Sachin Shenoy of HealthfyMe, said if his company is forced to store and process user data inside each country it serves, this will not only increase the cost, “but also slow down the pace of our innovation.”
Ashish Aggarwal, senior director and head of public policy at National Association of Software and Services Companies or NASCOM, the top industry body for Indian IT companies, has argued in Mint, an Indian daily, that the country’s $167 billion IT industry will be hit. It is “export-driven,” he warned. “Mandating a strict data localization regime could be perceived as a restrictive trade barrier and could spur retaliatory measures. The last thing India wants is to fuel a trend where the world starts moving toward data silos.”

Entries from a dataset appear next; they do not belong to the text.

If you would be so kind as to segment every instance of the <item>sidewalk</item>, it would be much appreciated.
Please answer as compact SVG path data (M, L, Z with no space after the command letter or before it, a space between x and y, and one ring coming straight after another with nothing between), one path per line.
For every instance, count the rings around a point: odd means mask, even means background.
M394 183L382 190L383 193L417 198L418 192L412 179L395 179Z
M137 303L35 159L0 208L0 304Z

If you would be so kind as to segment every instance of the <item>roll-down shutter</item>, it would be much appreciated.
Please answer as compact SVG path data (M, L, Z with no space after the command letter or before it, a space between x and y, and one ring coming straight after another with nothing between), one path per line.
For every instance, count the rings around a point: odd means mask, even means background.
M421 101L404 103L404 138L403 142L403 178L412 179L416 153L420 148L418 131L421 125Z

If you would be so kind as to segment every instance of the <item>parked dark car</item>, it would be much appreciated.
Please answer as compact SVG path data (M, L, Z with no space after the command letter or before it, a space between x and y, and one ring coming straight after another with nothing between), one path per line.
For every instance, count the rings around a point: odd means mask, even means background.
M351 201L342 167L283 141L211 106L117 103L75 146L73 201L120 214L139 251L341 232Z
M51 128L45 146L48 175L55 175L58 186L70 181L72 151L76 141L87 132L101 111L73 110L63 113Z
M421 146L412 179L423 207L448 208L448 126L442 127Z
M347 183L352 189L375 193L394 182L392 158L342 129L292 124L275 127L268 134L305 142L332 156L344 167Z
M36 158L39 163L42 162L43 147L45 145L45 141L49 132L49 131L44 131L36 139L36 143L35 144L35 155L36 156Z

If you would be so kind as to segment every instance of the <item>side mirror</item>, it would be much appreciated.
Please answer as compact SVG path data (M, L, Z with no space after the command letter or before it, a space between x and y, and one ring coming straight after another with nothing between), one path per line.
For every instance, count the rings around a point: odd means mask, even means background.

With India heading for a general election in the spring of 2019, the issue has become a hot election topic. IT and Law Minister Prasad recently declared India should not be held in “data slavery” by U.S. companies, while Manish Tewari, a former Minister and senior leader of the opposition Indian National Congress party, lashed back with accusations that any attempt to create borders in cyberspace was futile and outdated.
But foreign internet companies should not underestimate lingering anti-colonial sentiment in India, said Rishikesha Krishnan, a professor at the Indian Institute of Management Bangalore and a member of the Data Protection bill drafting panel.
“There is a broad perception in the government that U.S. internet giants have not been very cooperative in law enforcement and security,” he told the Nikkei Asian Review. “There is a good chance that the government will go ahead with localization unless those U.S. companies show clear evidence of their willingness to cooperate with the Indian government,” Krishnan said.